Hi all, we are attempting :blush: to make a fully 'DIY' 'custom' vivarium for our one year old bearded dragon Slash: the wooden viv and custom background. I want to ask if anyone has any tips, tricks or handy advice they might share please? I have had a good read on the forum and watched numerous youtube vids and think we are nearly ready to go but anything you think might be handy to know would be much appreciated.

We are making a 'normal' style wooden viv (120x60x50cm) and I think that part will be pretty straight forward as my stepdads going to help us -hes a carpenter and has built quite a few before. However I think the custom background is going to be the tricky part..! We are going for an Egyptian theme complete with a pyramid cave, numerous rocky outcrops and large raised platform. I will post some pictures as soon as we get started.

I have read that the recommended paint to use is water based - is this correct? Also that you should use a water based varnish to seal everything off at the end - also correct? Is silicone glue ok to glue the poly together? Finally, is it ok to use silicone glue to glue the air vents in place?

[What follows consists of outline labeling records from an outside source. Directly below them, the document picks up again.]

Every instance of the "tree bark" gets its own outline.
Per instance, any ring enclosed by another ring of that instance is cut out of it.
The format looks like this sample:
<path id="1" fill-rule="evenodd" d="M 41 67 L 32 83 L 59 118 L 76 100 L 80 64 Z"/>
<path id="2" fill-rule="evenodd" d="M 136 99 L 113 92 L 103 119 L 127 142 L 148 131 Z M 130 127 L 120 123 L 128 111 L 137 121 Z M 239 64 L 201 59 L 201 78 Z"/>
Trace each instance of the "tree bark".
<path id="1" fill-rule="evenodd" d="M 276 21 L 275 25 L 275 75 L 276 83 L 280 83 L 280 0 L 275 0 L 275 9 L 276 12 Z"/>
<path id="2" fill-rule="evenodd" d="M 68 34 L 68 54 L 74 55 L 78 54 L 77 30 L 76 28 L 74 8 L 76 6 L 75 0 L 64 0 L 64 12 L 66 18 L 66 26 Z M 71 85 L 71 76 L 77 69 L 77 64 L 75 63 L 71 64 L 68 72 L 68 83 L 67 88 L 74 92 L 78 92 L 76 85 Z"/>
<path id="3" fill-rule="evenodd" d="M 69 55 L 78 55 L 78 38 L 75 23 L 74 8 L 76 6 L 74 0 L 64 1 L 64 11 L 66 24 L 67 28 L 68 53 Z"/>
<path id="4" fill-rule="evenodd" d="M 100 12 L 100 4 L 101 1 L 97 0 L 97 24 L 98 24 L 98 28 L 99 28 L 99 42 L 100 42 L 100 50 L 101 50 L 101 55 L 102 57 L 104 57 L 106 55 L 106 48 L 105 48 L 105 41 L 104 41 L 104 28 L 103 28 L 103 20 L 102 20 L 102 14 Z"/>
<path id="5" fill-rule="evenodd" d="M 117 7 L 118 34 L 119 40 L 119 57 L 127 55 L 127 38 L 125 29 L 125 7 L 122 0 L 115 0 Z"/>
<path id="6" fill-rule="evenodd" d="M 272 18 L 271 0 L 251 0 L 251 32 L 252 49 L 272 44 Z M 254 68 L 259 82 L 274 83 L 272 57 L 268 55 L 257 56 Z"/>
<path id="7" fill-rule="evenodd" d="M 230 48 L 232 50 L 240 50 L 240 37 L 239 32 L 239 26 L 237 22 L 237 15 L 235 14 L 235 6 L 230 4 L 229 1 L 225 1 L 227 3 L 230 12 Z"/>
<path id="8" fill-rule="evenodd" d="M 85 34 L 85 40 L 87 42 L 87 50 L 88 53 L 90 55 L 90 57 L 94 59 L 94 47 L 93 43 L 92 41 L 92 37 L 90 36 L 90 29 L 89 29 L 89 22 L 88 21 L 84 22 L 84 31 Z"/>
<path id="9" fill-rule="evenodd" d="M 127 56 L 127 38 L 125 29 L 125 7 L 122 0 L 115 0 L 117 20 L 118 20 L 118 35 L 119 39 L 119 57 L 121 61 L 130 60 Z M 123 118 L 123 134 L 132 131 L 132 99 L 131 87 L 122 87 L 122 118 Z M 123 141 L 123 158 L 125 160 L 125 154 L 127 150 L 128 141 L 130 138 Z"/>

Thanks in advance for your feedback and wish us good luck! :2thumb:
Sarah


----------



## ch4dg (Jul 24, 2008)

sarahreeves said:


> I have read that the recommended paint to use is water based
> yes most people use acrlyics
> 
> Also that you should use a water based varnish to seal everything off at the end - also correct?
> ...


answer up above in red, also check/s the link in my sig

hope that helps: victory:


----------



## sarahreeves (Oct 6, 2010)

ch4dg said:


> answer up above in red, also check/s the link in my sig
> 
> hope that helps: victory:


Thanks for your advice, good to know I'm getting the right info! Also thats such a good idea to use no more nails as it dries quicker, so cheers for that too.
thanks, Sarah


----------



## sarahreeves (Oct 6, 2010)

*Finished!*

I have now finished my custom vivarium!

photo link: Reptile Forums - sarahreeves's Album: Custom Vivarium

what do you think?


----------



## Nodders (May 11, 2009)

sarahreeves said:


> I have now finished my custom vivarium!
> 
> photo link: Reptile Forums - sarahreeves's Album: Custom Vivarium
> 
> what do you think?


Love the finished piece :2thumb:

But , you gotta tell me where you got the stargate from :whistling2:


----------



## sarahreeves (Oct 6, 2010)

Nodders said:


> Love the finished piece :2thumb:
> 
> But , you gotta tell me where you got the stargate from :whistling2:


 cool thanks! my boyfriend found the stargate on ebay for £40.00, bit of a rip off in my opinion but hes well into the programme and it looks pretty cool in there!


----------



## Nodders (May 11, 2009)

sarahreeves said:


> cool thanks! my boyfriend found the stargate on ebay for £40.00, bit of a rip off in my opinion but hes well into the programme and it looks pretty cool in there!


Thanks , just had a look and yeah one there for £40 , bit much atm .


----------